Sometimes it can be difficult to communicate with students when they first arrive. Please see some tips below for ways to assist in the communication process.
Provide clues to meaning
- Use drawings, gestures, actions, mime and visual materials to provide clues to meaning.
- If necessary, repeat your actions using the same simple sentences and actions.
- Simplify your message as much as possible, breaking them into smaller, manageable parts to give the student a chance at comprehending.
- Be aware that in some cultures it is considered rude to make eye contact, so students may feel uncomfortable looking at you directly when talking.
Modify your speech
- Talk at a slow-to-normal pace, in short sentences using a pleasant tone.
- Use simple sentence structure and common words.
- Pause after phrases or short sentences, not after each word. You do not want to distort the rhythm of the language.
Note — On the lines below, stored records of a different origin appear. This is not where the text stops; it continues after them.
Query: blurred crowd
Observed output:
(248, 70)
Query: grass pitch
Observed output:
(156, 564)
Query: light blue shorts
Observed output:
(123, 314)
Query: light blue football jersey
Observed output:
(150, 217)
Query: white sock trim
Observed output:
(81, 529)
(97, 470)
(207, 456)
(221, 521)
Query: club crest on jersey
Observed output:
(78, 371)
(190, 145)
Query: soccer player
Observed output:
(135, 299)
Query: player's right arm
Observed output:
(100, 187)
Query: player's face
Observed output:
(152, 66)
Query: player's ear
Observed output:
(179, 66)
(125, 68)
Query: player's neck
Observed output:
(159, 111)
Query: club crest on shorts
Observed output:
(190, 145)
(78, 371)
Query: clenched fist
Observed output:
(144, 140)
- Ask simple yes/no questions so that students have an opportunity to respond.
Be an active listener
- Give your full attention to the student and make every effort to understand his/her attempts to communicate.
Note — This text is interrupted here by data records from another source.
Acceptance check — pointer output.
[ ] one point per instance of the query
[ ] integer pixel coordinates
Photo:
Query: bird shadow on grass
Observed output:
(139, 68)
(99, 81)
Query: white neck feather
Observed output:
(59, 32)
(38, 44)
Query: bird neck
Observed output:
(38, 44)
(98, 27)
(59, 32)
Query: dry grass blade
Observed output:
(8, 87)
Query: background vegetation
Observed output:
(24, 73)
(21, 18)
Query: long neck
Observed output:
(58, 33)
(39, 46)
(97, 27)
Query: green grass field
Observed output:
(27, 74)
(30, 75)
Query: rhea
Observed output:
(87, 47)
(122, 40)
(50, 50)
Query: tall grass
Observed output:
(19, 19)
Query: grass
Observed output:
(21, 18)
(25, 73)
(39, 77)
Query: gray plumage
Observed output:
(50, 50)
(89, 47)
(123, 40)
- Smile and talk in a calm, quiet manner. Demonstrate your patience through your facial expressions and body language.
- Give your students extra time to respond – ‘Translation time’
- Try not to jump in immediately to supply the words for the student. This may inhibit students, so that they will be less willing to try in the future.
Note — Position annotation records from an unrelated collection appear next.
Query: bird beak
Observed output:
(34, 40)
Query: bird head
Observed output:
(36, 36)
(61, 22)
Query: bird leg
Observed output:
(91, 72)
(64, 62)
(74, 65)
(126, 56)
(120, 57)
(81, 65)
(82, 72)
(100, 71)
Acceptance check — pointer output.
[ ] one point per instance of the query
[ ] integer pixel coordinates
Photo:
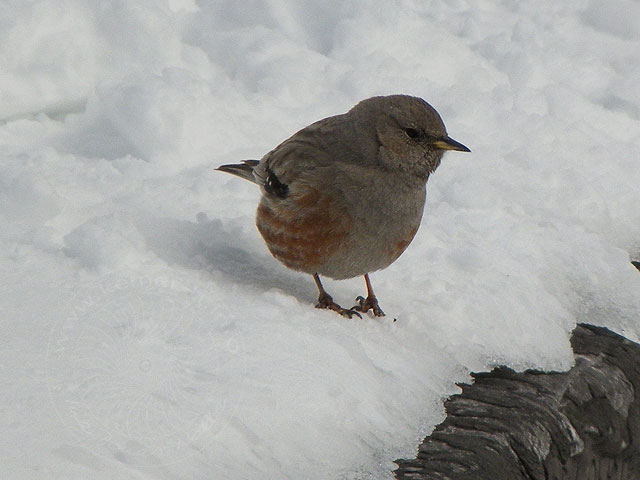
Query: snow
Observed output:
(148, 333)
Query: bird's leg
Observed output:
(369, 303)
(325, 301)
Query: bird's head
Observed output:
(410, 133)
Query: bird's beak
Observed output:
(446, 143)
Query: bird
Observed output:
(344, 196)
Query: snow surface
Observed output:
(148, 333)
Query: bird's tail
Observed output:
(242, 170)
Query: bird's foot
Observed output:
(325, 301)
(369, 303)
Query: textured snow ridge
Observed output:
(148, 333)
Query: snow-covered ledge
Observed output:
(581, 424)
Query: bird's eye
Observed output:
(412, 133)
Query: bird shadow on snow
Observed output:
(208, 246)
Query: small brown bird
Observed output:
(344, 196)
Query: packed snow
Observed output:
(148, 333)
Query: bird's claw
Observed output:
(325, 301)
(370, 303)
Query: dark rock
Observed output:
(583, 424)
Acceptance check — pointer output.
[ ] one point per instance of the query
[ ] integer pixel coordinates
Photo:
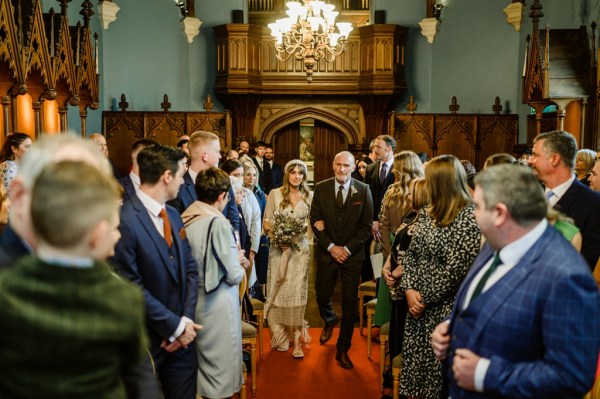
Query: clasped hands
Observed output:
(415, 303)
(338, 253)
(464, 362)
(187, 337)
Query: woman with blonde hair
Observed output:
(394, 207)
(584, 163)
(392, 270)
(15, 147)
(286, 221)
(445, 242)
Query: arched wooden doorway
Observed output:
(327, 141)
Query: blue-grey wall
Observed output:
(476, 55)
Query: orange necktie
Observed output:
(166, 228)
We wish to remind all our host families to be aware of cultural sensitivities specifically in relation to “touching” students. A harmless hug, pat on the back, in particular by male members of the family, can sometimes be misconstrued by the student. What seems innocent in our culture, can be misinterpreted by the student and reported to authorities. This can lead to distressing situations for the host family and everyone involved.
It is also important to watch the language that is used around students. In Australian culture, some “swear words” are used commonly and are not meant to cause offence. However, this is often very different to how other cultures view these same words. Shouting and swearing at a student is never acceptable behaviour. If you are having issues with a student, please bring this to our attention before it reaches a crisis point.